Zac Efron plays Jack, a young guy in Florida in the 1960s who is dragged into a strange world after his brother Ward (Matthew McConaughey) returns to town to try to expose injustices in relation to a murder conviction. The convicted is Hilary Van Wetter (John Cusack), a repulsive man from the swamps. Ward brings along his writing partner Yardley (David Oyelowo), who creates waves as he is a black man in this racist society, and Charlotte (Nicole Kidman), a racy woman who believes after corresponding with Van Wetter, that not only is he innocent, but that they are in love. Jack is in love with Charlotte in no time. And then things get really horrible. The whole story is told by the family maid, Anita (Macy Gray).
It’s interesting, and then it is creepy, and then it is a bit shocking, and then thing get a bit twisted, and then things get horrible and then more horrible and I am possibly never going to recover. And Nicole Kidman, well, generally I find her very difficult to watch these days, but she it fabulous in this. No wonder she was nominated for both a Golden Globe and a Screen Actors Guild Award for her performance.
Will (James Franco) has been trialling a new drug to combat the effects of Alzheimer’s, testing it on gorillas. His boss, Steven (David Oyelowo) is concerned with making money, but when one of the treated animals appears to go crazy and get quite violent, Steven pulls the plug. There is a little baby, Caesar (who later is played by Andy Serkis with a whole bunch of special effects), who Will takes home to his father, Charles (John Lithgow), who is suffering from Alzheimer’s, and Caesar is very smart, having had the effects of the drug pass down from his mother. When his renegade use of the drug on his father stops working, Will develops another without realising the danger of it. Meanwhile, Caesar has gone all protective on the evil neighbour who was hassling Charles and ended up in an unpleasant facility run by John (Brian Cox) and Dodge (Tom Felton). Caesar has come to understand that he is not human, and he gathers an army to find his home.
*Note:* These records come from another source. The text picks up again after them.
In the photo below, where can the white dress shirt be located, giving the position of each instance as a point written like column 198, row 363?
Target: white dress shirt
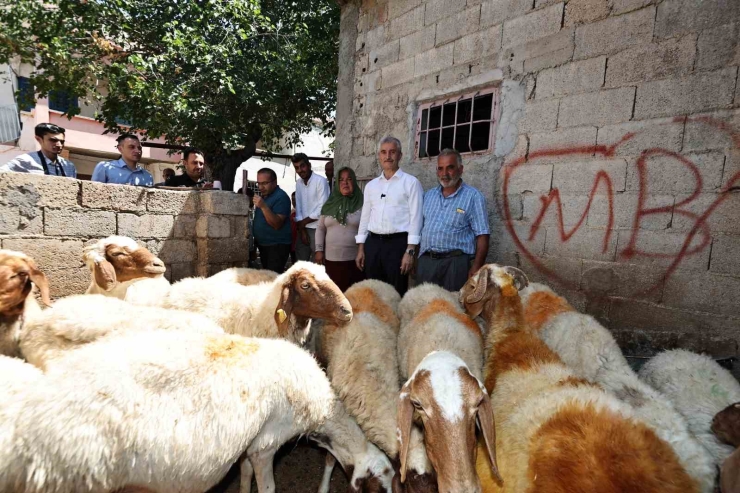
column 392, row 206
column 309, row 199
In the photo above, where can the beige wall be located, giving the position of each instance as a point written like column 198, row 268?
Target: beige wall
column 589, row 88
column 52, row 219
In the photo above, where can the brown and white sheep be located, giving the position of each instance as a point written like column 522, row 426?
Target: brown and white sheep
column 18, row 275
column 556, row 432
column 121, row 268
column 432, row 320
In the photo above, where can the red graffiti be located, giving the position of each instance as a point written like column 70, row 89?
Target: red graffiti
column 631, row 250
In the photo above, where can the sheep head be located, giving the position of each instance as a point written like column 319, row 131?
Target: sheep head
column 118, row 259
column 726, row 424
column 488, row 284
column 307, row 292
column 18, row 273
column 448, row 401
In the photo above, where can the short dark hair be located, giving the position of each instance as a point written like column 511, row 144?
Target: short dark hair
column 300, row 157
column 123, row 137
column 48, row 128
column 268, row 171
column 191, row 150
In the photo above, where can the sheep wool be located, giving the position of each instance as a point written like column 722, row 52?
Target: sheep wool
column 78, row 320
column 169, row 410
column 699, row 388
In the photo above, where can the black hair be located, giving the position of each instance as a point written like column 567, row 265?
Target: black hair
column 47, row 128
column 268, row 171
column 123, row 137
column 191, row 150
column 300, row 157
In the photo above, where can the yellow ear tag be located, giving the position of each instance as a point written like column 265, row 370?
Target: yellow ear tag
column 509, row 290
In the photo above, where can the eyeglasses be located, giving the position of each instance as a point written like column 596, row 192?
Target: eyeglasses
column 53, row 128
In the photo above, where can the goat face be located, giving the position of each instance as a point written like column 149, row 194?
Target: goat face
column 487, row 284
column 309, row 293
column 726, row 424
column 17, row 273
column 120, row 261
column 447, row 399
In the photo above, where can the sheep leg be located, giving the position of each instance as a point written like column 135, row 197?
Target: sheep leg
column 246, row 473
column 262, row 462
column 328, row 469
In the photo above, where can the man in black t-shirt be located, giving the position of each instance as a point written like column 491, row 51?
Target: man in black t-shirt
column 194, row 169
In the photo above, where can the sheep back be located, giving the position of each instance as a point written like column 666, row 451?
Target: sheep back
column 171, row 410
column 78, row 320
column 699, row 388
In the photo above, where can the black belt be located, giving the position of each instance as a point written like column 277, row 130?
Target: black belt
column 438, row 255
column 389, row 236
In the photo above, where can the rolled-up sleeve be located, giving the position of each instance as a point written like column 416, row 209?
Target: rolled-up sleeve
column 416, row 219
column 320, row 234
column 321, row 194
column 99, row 173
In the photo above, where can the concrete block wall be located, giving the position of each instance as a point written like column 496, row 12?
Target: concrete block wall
column 52, row 219
column 616, row 166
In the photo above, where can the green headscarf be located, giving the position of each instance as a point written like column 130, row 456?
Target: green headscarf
column 338, row 206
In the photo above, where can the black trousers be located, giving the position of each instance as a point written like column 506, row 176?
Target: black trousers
column 383, row 257
column 274, row 257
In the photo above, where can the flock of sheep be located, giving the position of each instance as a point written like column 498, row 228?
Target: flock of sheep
column 143, row 386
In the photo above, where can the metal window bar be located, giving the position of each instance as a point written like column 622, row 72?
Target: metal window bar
column 10, row 125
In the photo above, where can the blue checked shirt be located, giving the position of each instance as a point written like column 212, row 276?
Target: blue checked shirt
column 452, row 223
column 117, row 172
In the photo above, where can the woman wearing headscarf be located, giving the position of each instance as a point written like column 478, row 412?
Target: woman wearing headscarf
column 336, row 247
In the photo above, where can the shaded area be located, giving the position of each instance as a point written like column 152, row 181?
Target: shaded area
column 298, row 469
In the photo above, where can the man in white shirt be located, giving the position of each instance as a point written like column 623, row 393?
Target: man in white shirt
column 46, row 161
column 311, row 192
column 390, row 224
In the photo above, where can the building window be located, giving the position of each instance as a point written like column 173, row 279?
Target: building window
column 465, row 123
column 25, row 94
column 61, row 101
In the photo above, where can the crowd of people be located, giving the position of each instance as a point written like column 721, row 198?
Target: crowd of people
column 385, row 232
column 378, row 233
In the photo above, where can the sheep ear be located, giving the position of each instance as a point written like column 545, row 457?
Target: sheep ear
column 520, row 278
column 283, row 310
column 404, row 418
column 480, row 288
column 39, row 279
column 488, row 427
column 105, row 274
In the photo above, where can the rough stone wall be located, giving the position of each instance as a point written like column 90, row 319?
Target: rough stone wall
column 52, row 219
column 616, row 151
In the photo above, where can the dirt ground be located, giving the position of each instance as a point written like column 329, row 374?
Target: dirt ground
column 298, row 469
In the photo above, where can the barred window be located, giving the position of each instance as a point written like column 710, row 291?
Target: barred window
column 465, row 123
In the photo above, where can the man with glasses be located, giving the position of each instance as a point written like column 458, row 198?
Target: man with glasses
column 124, row 170
column 271, row 226
column 47, row 161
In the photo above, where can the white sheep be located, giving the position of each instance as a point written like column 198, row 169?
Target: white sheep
column 121, row 268
column 82, row 319
column 18, row 275
column 280, row 309
column 699, row 388
column 432, row 320
column 369, row 469
column 245, row 276
column 166, row 410
column 558, row 431
column 598, row 358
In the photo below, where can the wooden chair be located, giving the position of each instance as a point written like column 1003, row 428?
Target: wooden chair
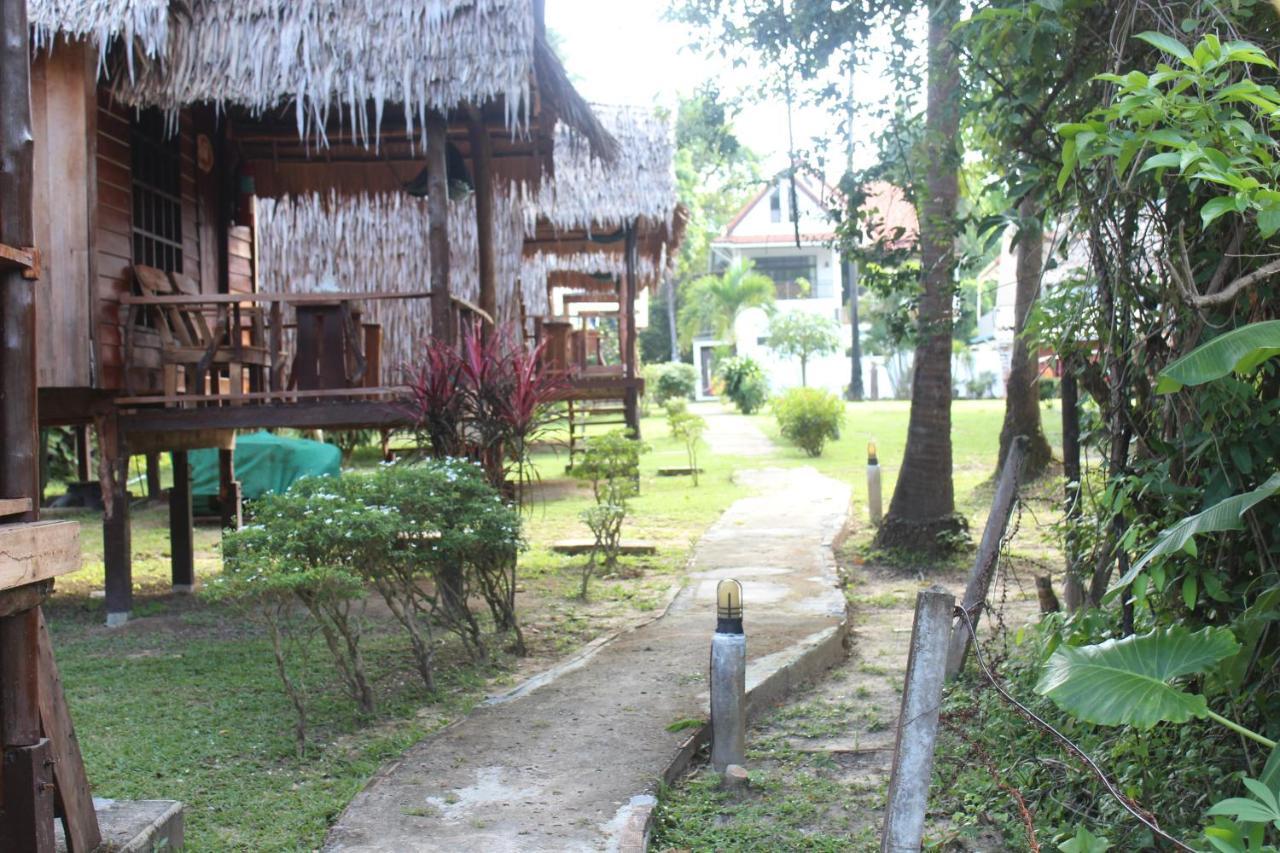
column 190, row 345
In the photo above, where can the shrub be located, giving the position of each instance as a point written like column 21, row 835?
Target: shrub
column 428, row 537
column 671, row 381
column 744, row 382
column 611, row 463
column 689, row 428
column 808, row 418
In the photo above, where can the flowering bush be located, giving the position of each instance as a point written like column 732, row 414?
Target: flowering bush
column 808, row 418
column 611, row 463
column 428, row 537
column 744, row 382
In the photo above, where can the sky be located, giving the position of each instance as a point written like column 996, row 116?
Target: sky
column 622, row 51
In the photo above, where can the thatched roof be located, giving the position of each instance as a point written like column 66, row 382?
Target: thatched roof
column 332, row 59
column 379, row 243
column 140, row 23
column 640, row 183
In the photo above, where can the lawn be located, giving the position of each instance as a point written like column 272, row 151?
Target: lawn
column 184, row 702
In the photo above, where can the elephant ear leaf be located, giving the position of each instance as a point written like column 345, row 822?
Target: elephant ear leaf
column 1224, row 515
column 1239, row 351
column 1127, row 682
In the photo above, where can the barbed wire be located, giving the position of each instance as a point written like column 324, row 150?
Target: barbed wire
column 1143, row 816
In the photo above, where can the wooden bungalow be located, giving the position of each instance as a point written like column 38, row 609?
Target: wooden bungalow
column 169, row 132
column 604, row 232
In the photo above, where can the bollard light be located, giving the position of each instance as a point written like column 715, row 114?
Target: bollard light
column 728, row 678
column 728, row 607
column 873, row 488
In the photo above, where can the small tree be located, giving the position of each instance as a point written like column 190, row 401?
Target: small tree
column 803, row 336
column 689, row 428
column 611, row 463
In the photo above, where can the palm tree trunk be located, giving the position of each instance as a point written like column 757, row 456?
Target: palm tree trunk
column 1022, row 389
column 923, row 503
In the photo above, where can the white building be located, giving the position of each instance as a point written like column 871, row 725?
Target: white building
column 766, row 232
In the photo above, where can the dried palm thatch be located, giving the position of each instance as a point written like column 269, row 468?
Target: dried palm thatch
column 535, row 269
column 140, row 23
column 640, row 183
column 379, row 243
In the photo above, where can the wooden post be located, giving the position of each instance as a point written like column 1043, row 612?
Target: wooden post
column 481, row 163
column 627, row 331
column 918, row 723
column 438, row 226
column 83, row 455
column 988, row 552
column 117, row 536
column 1073, row 588
column 19, row 473
column 181, row 534
column 154, row 477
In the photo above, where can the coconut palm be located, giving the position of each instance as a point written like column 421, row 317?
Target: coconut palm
column 713, row 302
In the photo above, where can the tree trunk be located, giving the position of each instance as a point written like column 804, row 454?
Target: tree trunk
column 855, row 350
column 1022, row 389
column 671, row 318
column 923, row 503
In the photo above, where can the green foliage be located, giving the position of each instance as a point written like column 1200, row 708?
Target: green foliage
column 670, row 381
column 808, row 418
column 1238, row 351
column 321, row 543
column 1125, row 682
column 745, row 383
column 689, row 428
column 803, row 336
column 712, row 302
column 611, row 464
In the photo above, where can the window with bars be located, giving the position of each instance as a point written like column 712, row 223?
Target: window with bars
column 156, row 192
column 786, row 269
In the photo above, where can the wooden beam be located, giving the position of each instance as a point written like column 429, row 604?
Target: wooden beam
column 481, row 163
column 37, row 551
column 19, row 473
column 438, row 226
column 301, row 415
column 14, row 506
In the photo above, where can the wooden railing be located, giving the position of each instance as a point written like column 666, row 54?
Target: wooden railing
column 211, row 349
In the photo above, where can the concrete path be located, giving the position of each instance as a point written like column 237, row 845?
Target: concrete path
column 570, row 761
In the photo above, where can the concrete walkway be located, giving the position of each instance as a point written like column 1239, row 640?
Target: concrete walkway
column 570, row 762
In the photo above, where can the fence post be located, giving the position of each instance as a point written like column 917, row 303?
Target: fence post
column 918, row 723
column 988, row 552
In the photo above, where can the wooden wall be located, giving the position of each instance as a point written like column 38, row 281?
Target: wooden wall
column 64, row 115
column 115, row 241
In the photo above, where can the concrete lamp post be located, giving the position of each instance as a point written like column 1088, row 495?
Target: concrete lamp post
column 873, row 489
column 728, row 679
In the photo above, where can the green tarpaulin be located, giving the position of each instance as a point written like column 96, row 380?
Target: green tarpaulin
column 265, row 463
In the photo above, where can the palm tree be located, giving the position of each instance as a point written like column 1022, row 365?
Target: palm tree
column 713, row 302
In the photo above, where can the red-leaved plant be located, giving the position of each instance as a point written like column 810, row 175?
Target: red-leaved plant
column 488, row 400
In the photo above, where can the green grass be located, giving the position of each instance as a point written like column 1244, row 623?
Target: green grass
column 186, row 705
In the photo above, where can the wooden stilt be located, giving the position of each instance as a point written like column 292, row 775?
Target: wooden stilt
column 118, row 541
column 27, row 821
column 83, row 455
column 181, row 534
column 481, row 162
column 627, row 332
column 438, row 226
column 74, row 799
column 152, row 477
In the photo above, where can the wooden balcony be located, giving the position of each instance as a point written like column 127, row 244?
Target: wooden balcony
column 243, row 360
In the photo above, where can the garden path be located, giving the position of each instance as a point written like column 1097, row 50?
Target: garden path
column 565, row 762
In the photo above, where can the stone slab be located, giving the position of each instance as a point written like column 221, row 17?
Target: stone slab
column 136, row 825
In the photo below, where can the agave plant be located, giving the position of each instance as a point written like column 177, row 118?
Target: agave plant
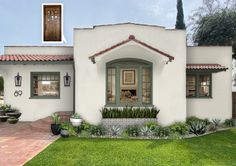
column 197, row 127
column 216, row 122
column 115, row 130
column 145, row 131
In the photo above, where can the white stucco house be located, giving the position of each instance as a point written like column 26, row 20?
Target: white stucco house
column 153, row 64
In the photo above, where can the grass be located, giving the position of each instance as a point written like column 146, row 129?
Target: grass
column 214, row 149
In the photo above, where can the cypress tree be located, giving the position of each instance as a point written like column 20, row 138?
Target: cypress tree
column 180, row 16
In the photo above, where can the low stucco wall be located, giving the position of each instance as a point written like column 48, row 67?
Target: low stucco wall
column 33, row 109
column 220, row 105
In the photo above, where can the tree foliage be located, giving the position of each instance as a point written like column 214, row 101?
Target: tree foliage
column 180, row 16
column 214, row 23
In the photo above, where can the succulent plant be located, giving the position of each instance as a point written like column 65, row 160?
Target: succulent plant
column 197, row 127
column 115, row 130
column 145, row 131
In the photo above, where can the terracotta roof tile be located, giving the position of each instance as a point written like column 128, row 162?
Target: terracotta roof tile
column 132, row 38
column 206, row 67
column 35, row 58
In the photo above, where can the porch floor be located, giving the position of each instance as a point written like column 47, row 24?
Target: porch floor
column 20, row 142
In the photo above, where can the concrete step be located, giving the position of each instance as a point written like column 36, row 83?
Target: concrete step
column 41, row 126
column 44, row 125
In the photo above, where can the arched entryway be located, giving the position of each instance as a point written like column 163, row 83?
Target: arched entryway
column 129, row 82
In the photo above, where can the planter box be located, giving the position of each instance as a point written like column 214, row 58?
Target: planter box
column 124, row 122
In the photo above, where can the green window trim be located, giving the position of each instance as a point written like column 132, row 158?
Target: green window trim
column 197, row 76
column 139, row 65
column 32, row 74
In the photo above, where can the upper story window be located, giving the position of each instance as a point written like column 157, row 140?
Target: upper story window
column 45, row 85
column 198, row 85
column 129, row 82
column 52, row 22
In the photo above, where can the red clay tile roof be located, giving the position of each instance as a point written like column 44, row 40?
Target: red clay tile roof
column 132, row 38
column 206, row 67
column 35, row 58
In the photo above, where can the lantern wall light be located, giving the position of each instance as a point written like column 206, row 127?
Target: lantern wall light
column 18, row 80
column 67, row 80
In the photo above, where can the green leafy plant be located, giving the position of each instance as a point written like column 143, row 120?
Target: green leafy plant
column 56, row 119
column 69, row 127
column 216, row 122
column 145, row 131
column 5, row 107
column 191, row 119
column 98, row 130
column 133, row 131
column 151, row 125
column 85, row 126
column 162, row 131
column 230, row 122
column 130, row 112
column 197, row 127
column 179, row 127
column 75, row 116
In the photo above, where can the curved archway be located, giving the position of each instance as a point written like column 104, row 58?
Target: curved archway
column 128, row 82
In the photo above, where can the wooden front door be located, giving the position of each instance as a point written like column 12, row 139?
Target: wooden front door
column 234, row 104
column 52, row 23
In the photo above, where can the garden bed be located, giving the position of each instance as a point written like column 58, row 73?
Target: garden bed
column 125, row 122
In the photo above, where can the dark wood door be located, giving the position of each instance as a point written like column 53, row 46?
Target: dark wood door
column 52, row 23
column 234, row 104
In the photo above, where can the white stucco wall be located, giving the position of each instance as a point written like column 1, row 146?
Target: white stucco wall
column 168, row 80
column 38, row 50
column 33, row 109
column 220, row 105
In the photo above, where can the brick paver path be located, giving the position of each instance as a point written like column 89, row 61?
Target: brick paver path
column 19, row 143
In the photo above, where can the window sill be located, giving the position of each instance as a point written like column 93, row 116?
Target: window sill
column 45, row 97
column 113, row 105
column 210, row 97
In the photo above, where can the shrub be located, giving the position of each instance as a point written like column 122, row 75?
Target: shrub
column 179, row 127
column 191, row 119
column 98, row 130
column 115, row 130
column 145, row 131
column 133, row 131
column 151, row 125
column 69, row 127
column 216, row 122
column 56, row 119
column 130, row 112
column 5, row 107
column 85, row 126
column 197, row 127
column 160, row 131
column 230, row 122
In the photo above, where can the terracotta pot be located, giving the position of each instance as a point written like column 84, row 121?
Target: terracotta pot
column 64, row 133
column 75, row 122
column 56, row 129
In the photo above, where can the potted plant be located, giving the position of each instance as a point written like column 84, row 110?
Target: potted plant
column 12, row 120
column 75, row 120
column 5, row 108
column 65, row 126
column 3, row 118
column 14, row 113
column 56, row 124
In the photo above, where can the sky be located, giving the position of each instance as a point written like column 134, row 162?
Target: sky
column 20, row 20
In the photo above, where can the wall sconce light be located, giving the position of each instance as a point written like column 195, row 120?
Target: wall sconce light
column 18, row 79
column 67, row 80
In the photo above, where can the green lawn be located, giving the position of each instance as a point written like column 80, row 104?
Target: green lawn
column 215, row 149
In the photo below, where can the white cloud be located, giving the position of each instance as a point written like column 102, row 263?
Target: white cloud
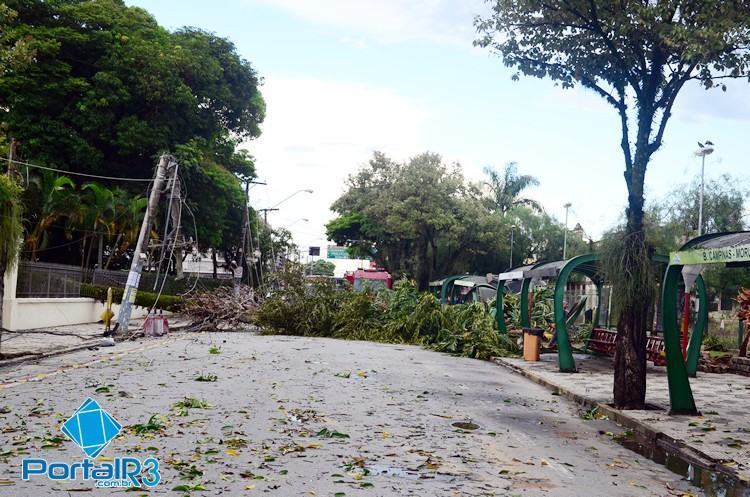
column 392, row 21
column 316, row 134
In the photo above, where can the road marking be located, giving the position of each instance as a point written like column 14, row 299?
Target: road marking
column 68, row 367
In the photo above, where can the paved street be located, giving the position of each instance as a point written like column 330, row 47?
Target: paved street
column 316, row 417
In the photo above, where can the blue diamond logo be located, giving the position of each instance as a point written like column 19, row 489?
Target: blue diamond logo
column 91, row 428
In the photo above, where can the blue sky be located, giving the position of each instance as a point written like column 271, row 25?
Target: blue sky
column 345, row 77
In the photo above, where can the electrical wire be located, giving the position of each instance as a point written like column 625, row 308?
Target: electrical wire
column 195, row 230
column 74, row 173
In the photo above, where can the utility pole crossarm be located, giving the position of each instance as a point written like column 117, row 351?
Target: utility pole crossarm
column 139, row 254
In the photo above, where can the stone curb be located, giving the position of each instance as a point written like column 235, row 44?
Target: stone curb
column 43, row 355
column 642, row 430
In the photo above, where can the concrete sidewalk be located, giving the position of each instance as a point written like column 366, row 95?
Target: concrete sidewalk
column 718, row 439
column 18, row 346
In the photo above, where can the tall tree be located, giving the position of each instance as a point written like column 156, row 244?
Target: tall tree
column 637, row 56
column 10, row 231
column 108, row 89
column 507, row 186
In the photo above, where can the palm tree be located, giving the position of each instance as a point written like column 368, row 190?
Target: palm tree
column 127, row 222
column 505, row 188
column 98, row 214
column 52, row 198
column 10, row 230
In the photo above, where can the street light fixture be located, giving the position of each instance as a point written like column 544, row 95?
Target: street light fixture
column 567, row 206
column 275, row 207
column 704, row 150
column 302, row 219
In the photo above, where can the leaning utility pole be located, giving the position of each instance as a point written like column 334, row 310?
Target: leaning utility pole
column 175, row 209
column 139, row 255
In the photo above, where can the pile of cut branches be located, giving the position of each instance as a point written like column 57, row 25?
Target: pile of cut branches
column 222, row 308
column 743, row 298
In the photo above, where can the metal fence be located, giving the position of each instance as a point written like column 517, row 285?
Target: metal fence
column 48, row 280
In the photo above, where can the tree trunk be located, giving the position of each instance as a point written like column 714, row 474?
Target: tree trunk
column 113, row 250
column 423, row 266
column 630, row 348
column 3, row 267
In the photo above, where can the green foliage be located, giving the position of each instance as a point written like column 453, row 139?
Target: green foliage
column 10, row 221
column 402, row 315
column 542, row 309
column 506, row 188
column 320, row 267
column 626, row 264
column 421, row 219
column 108, row 91
column 142, row 299
column 155, row 424
column 675, row 218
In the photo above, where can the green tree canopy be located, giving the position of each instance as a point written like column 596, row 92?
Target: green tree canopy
column 507, row 186
column 108, row 90
column 422, row 219
column 637, row 56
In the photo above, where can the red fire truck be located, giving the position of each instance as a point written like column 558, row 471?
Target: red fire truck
column 373, row 279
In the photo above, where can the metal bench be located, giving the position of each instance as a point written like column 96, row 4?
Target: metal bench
column 603, row 342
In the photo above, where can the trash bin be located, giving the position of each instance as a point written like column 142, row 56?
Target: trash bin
column 532, row 343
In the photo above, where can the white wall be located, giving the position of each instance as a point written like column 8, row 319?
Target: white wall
column 30, row 313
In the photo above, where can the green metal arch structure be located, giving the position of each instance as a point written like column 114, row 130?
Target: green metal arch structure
column 731, row 249
column 500, row 296
column 586, row 265
column 475, row 291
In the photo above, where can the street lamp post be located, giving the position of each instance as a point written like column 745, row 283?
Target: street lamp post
column 565, row 236
column 703, row 151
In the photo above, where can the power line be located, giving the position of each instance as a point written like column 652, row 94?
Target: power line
column 97, row 176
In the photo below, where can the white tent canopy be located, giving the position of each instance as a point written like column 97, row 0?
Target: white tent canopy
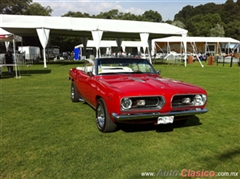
column 194, row 40
column 88, row 27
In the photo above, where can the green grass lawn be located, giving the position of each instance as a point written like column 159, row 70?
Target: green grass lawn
column 45, row 135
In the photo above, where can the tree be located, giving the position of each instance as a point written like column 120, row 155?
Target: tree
column 233, row 29
column 200, row 25
column 14, row 6
column 184, row 14
column 76, row 14
column 152, row 16
column 217, row 31
column 38, row 9
column 179, row 24
column 112, row 14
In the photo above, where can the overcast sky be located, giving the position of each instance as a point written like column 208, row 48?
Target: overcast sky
column 167, row 8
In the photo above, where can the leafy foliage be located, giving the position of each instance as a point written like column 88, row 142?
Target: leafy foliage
column 212, row 19
column 14, row 6
column 38, row 9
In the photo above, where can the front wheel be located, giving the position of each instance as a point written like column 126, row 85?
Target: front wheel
column 104, row 123
column 74, row 93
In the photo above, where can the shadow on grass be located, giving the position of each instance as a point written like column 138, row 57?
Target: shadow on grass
column 30, row 72
column 193, row 121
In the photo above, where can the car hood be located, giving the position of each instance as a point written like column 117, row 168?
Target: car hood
column 150, row 85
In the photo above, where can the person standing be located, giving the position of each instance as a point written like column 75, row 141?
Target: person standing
column 9, row 60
Phew. It’s a big plot, really, and I haven’t even covered it all. There are some truly shocking lines in the story (I think my favourite was “You know everything about the brain except how it works”) and parts are pretty cheesy. But overall, I really enjoyed it, I enjoyed the way the characters interacted and it has set itself up for the sequel, the recently released Dawn of the Planet of the Apes.
Rise of the Planet of the Apes was nominated for an Oscar for Best Achievement in Special Effects.
Cecil Gaines (Forest Whitaker) was a butler at the White House under eight different presidents during over many years of the civil rights movement.
What I enjoyed about this film was the journey of Cecil’s son, Louis (David Oyelowo) through the Freedom Riders, with Martin Luther King Jnr, into the Black Panther movement and beyond. It was a well told story, with the structure of the interactions with the presidents to show the way things didn’t change at the same time that everything changed. Still, you do need to suspend your belief a lot – it is a big ask to have a film span such a long time and have the same actors. Both Forest Whitaker and Oprah Winfrey looked far too old for their young years, though the aging of the other actors was more effective. The story is strong enough to beat those flaws.
The Butler was nominated for BAFTAs for Best Supporting Actor (Oprah Winfrey) and Best Make Up/Hair.